Pervilleines B and C, new tropane alkaloid aromatic esters that reverse the multidrug-resistance in the hollow fiber assay.

P-Glycoprotein (Pgp)-mediated drug efflux can yield a multidrug-resistance phenotype that is associated with poor response to cancer chemotherapy.
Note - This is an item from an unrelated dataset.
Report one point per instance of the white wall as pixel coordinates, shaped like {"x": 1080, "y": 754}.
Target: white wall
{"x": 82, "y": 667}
Pervilleines B and C (PB and PC), two new tropane alkaloid aromatic esters obtained from a chloroform extract of the roots of Erythroxylum pervillei as the result of bioactivity-guided fractionation, were found to restore the vinblastine (VLB) sensitivity of cultured multidrug-resistant KB-V1 cells, with 50% inhibitory concentration values of 0.17 microM in each case. To explore the potential relevance of this response, KB-V1 cells were placed in hollow fibers and implanted into NCr nu/nu mice. Cell growth was not significantly inhibited when VLB or PB or PC were administered as single agents, but when used in combination with vinblastine inhibition of up to 77.7% was observed. Equimolar doses of verapamil were less effective. These data suggest that PB and PC are effective inhibitors of Pgp and should be further evaluated for clinical utility.

Reversal of multidrug resistance by tropane alkaloids from the stems of Erythroxylum rotundifolium.

Six tropane alkaloid esters were isolated from the stems of Erythroxylum rotundifolium. The structures of three new tropane esters, 7beta-hydroxy-6beta-(3,4,5-trimethoxybenzoyloxy)-3alpha-(E)-(3,4,5-trimethoxycinnamoyloxy)tropane (1), 6beta-benzoyloxy-3alpha-(Z)-(3,4,5-trimethoxycinnamoyloxy)tropane (2), and (-)-6beta-benzoyloxy-3alpha-hydroxytropane (3), were established by spectroscopic techniques. When alkaloids 1-6 were evaluated against a panel of human cancer cell lines, the new compound 6beta-benzoyloxy-3alpha-(Z)-(3,4,5-trimethoxycinnamoyloxy)tropane (2) and three known compounds, 6beta-benzoyloxy-3alpha-(3,4,5-trimethoxycinnamoyloxy)tropane (4), 6beta-benzoyloxy-3alpha-(E)-(3,4,5-trimethoxycinnamoyloxy)tropane-7beta-ol (5), and 7beta-acetoxy-6beta-benzoyloxy-3alpha-(E)-(3,4,5-trimethoxycinnamoyloxy)tropane (6), demonstrated greatest activity with multidrug-resistant oral epidermoid carcinoma (KB-V1) cells incubated in the presence of vinblastine. Thus, tropane esters of this type can reverse the multidrug-resistance phenotype, presumably by interacting with P-glycoprotein.